Il regista ci scrive......
Questo film, in qualche modo, è influenzato
dalla frequenza che da oltre vent’anni mio figlio Daniele ha con questa
meravigliosa comunità.
Qui io e la mia famiglia abbiamo trovato
quella cura e quel sostegno di cui avevamo bisogno per guardare con una certa
fiducia al futuro di nostro figlio..
Gli amici di Daniele e gli operatori che
quotidianamente lo seguono con impegno e professionalità, sono diventati gli
angeli della nostra speranza. Quella speranza che il mio film vuole dare a
tutte quelle famiglie che hanno in casa il problema della disabilità
intellettiva, accendendo un fascio di luce su questi “cittadini invisibili”. Di
loro, di solito, i mezzi di comunicazione si occupano solo quando sono vittime
o protagonisti di gravi fatti di cronaca.
Non ho la presunzione con il mio film di
trovare o proporre soluzioni sociopolitiche o terapeutiche al grande problema
della disabilità intellettiva, mi basta che lo spettatore dopo aver visto il
film, incontrando un disabile sottobraccio a un familiare, non giri la testa
dall’altra parte ma gli faccia un sorriso o, meglio ancora, una carezza.
Vittorio
Sindoni
Con tanto affetto
“Abbraccialo per me” un film di forte
impatto emotivo del regista Vittorio Sindoni.
Una storia che tocca in modo realistico una serie di importanti temi
che nel mondo del disagio mentale si presentano spesso. Sono storie famigliaricon percorsi che si ripetono e meccanismi
difficili da modificare.
Famiglie sempre più sole, che hanno difficoltà a chiedere aiuto e che arrivano a disgregarsi.
Contesti sociali, scuola, quartiere, ostili, ipercritici e giudicanti che
portano inevitabilmente alla chiusura.
Nel film bene vengono rappresentate
dinamiche familiari che vedono mamme ipercoinvolte con il figlio problematico, con padri periferici che si sentono
esclusi dal rapporto “simbiotico” privilegiato tra madre e figlio, e che
inevitabilmente scadono nel vortice dell’accusa reciproca,
della distanza emotiva e della separazione. Ed il giovane “fragile“ che si
sente causa di tutti i problemi famigliari.

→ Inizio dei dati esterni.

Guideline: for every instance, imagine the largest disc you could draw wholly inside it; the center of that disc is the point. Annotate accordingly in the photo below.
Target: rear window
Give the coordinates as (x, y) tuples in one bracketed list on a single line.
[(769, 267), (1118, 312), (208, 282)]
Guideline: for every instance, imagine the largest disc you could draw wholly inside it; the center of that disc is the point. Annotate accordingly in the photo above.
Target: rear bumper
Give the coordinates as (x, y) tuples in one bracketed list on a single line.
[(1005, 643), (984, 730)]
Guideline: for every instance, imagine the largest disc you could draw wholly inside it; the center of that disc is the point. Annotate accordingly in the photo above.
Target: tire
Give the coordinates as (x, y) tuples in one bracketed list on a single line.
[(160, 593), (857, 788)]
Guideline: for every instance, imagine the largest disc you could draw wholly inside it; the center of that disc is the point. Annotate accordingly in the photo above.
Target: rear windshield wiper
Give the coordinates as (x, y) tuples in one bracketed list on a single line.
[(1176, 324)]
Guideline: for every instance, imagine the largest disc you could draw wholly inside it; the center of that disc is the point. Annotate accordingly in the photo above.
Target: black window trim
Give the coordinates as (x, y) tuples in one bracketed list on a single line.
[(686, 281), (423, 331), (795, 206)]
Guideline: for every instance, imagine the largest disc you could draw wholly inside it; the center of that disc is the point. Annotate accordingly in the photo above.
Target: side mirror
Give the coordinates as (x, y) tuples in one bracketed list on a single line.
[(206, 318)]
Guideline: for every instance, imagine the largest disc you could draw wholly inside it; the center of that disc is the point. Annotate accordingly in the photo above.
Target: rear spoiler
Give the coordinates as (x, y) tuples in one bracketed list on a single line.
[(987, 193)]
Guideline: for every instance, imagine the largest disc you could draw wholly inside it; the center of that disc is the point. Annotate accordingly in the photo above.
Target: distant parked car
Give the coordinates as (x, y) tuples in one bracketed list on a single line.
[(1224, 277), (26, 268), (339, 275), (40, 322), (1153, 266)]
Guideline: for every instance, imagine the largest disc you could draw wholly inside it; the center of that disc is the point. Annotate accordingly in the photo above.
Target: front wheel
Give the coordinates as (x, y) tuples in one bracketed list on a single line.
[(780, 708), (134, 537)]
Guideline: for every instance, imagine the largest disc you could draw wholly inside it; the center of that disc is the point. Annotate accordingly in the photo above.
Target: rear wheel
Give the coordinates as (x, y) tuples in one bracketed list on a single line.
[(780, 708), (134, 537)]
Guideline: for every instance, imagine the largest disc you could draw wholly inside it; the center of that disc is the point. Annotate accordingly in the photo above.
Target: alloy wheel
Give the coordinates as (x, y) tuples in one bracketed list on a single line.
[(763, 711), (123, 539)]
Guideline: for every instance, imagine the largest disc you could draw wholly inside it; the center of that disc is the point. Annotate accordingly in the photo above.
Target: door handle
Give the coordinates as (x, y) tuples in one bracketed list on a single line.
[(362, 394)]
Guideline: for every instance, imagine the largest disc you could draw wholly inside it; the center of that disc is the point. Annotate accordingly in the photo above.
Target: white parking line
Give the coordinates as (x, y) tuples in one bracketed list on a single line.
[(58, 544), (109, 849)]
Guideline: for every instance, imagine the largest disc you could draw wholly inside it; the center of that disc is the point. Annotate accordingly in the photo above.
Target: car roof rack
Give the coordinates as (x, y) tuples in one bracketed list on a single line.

Situazioni complesse che si ripetono. Ed
il regista non si limita solo a raccontare in modo realistico ciò che accade in tante famiglie che vivono il disagio
psichico, ma individua nel finale del film tra le varie possibilità uno
spiraglio, una via d’uscita: la casa famiglia dove il giovane potrà essere accolto con affetto,
competenza e professionalità, dove potrà esprimere e potenziare le sue risorse e
passioni. E dove la sofferenza della famiglia verrà accolta e ascoltata,
favorendo un percorso di collaborazione con la
stessa, che preveda un graduale distacco e un aiuto.
Quindi una chiusura
positiva del film che apre alla speranza e delinea
possibili vie di soluzione a problemi complessi.